Probing Chirality of the Quantum Hall Effect via the Landauer-Büttiker Formalism with Two Current Sources

1. Introduction

The quantum Hall effect (QHE) is characterized by the precise quantization of Hall resistance and the vanishing of longitudinal resistance in the presence of a strong perpendicular magnetic field [1]. Depending on the system, the quantized values can correspond to integer [2], half-integer [3], or fractional multiples of the fundamental resistance quantum [4]. This quantization arises from the formation of topologically non-trivial insulating bulk states, which give rise to robust and dissipationless edge channels [5,6,7,8]. These topological features are believed to ensure the robustness and precision of quantized transport [9,10] and serve as the foundation for related phenomena such as the quantum anomalous Hall effect [11] and the quantum spin Hall effect [12], which can occur even in the absence of an external magnetic field. The exactness of quantized Hall resistance has enabled its use in applications such as quantum resistance standards and electrical metrology [9,10].

One of the defining features of QHE is the presence of chiral edge currents coexisting with an insulating bulk [1]. Classically, this behavior can be understood as arising from skipping cyclotron orbits along the sample boundaries [13]. Quantum mechanically, it originates from the formation of discrete Landau levels and their bending near the sample edge [13]. From a topological perspective, edge states arise from the bulk–edge correspondence [5,6,7,8]. The existence of chiral edge states and an insulating interior has been investigated through local probe techniques [14,15] and noise measurements [16,17]. This unique transport phenomenon has motivated the exploration of the QHE in a variety of geometries, including three-dimensional structures [18], series and parallel connections [19], and anti-Hall bar or Corbino type configurations [20,21,22,23,24,25,26]. The QHE remains at research frontier, with topics including the incompressible nature of the bulk [27], the appearance of hot spots [28], and the intriguing behavior of snake states [29].

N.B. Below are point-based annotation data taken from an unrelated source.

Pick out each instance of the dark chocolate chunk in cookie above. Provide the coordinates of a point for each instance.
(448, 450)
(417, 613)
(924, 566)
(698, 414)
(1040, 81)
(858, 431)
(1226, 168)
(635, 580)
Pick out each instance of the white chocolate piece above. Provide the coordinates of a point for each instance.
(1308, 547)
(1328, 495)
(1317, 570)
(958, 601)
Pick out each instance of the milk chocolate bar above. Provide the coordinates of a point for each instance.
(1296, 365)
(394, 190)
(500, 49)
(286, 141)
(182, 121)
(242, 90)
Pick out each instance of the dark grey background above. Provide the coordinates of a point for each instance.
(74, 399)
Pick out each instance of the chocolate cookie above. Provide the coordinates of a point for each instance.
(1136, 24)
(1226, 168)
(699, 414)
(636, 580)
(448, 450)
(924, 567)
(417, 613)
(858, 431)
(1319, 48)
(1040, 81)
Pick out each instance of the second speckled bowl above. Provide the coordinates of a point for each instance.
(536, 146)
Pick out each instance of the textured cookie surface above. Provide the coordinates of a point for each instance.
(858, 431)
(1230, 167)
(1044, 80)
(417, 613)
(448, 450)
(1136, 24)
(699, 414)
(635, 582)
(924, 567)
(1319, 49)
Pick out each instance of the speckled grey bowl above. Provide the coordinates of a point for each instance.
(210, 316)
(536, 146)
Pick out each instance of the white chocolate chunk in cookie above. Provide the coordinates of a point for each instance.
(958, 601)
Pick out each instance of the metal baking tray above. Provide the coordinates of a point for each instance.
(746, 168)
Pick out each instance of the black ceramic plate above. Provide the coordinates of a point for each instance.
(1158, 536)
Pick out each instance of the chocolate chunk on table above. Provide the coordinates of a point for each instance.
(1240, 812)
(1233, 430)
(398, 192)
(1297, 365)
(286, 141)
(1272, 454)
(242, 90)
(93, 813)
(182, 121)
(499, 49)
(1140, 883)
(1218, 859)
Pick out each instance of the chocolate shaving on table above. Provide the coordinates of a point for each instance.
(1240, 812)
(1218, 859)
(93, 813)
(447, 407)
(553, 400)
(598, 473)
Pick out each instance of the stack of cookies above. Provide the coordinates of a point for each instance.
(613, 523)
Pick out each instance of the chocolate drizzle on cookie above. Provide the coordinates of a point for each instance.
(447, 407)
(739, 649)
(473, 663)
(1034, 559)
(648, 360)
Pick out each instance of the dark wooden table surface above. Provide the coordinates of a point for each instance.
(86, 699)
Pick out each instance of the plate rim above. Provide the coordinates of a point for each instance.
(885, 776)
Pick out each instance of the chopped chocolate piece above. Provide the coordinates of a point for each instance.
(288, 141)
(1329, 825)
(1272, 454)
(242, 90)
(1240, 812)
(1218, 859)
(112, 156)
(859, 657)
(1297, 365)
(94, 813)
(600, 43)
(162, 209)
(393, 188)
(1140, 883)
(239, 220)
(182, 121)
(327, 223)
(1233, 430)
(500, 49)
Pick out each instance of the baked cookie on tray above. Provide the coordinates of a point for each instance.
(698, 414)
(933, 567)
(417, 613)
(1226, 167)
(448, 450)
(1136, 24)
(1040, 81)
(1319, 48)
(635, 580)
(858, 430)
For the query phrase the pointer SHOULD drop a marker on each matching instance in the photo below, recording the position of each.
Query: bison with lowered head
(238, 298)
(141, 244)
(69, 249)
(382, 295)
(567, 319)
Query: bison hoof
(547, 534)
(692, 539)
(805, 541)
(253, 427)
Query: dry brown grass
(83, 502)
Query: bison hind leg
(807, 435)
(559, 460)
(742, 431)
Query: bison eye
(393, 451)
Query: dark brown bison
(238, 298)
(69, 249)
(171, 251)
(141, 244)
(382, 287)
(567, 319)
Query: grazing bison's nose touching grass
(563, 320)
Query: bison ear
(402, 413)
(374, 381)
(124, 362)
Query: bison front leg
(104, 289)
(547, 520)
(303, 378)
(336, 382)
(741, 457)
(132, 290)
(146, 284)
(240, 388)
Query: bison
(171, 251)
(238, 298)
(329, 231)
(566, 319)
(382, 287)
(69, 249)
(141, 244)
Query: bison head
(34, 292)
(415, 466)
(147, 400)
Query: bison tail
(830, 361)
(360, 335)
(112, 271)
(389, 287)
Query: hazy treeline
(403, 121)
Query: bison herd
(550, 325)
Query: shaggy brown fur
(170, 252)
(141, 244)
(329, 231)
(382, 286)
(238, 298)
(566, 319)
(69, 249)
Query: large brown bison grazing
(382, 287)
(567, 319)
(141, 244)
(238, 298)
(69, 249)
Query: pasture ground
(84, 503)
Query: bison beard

In this work, we investigate the chirality of edge states in QHE using two current source (TCS) excitations in a standard Hall bar geometry. The use of TCS enables a variety of excitation and measurement configurations, offering new approaches to probing the chirality of edge currents generated by each source. All measurements across different configurations are analyzed using the Landauer-Büttiker formalism (LBF) [30,31]. The results are consistent with the presence of chiral edge currents and a bulk that remains incompressible: the total current contributed by each source flows in the same direction regardless of the configuration. This behavior contrasts sharply with that of conventional diffusive conductors, where oppositely directed currents would be expected to partially or fully cancel. The TCS-based method thus provides compelling additional evidence for the chiral nature of edge states in the QHE.

2. Materials and Methods

For this study, we used monolayer epitaxial graphene (epigraphene) grown on silicon carbide substrates as the two-dimensional channel [9,10]. The epigraphene was patterned into a Hall bar geometry (Figure 1(a), width = 30 µm, length = 180 µm) using electron-beam lithography and was doped near the charge neutrality point (~5 × 10¹⁰ electrons/cm²) through a molecular doping method (See Figure 1(f)) [32]. This low carrier density enables high mobility, resulting in a robust QHE. After doping, the sample exhibited a carrier mobility of 32,000 cm²/V·s and a sheet resistance of 4 kΩ/□ at a temperature of 2 K. A perpendicular magnetic field was applied to the sample surface to induce a QH state with a filling factor of ν = 2, corresponding to the first plateau in the half-integer QHE of epigraphene [3]. All measurements were performed at T = 2 K using two Keithley current sources and nanovoltmeters.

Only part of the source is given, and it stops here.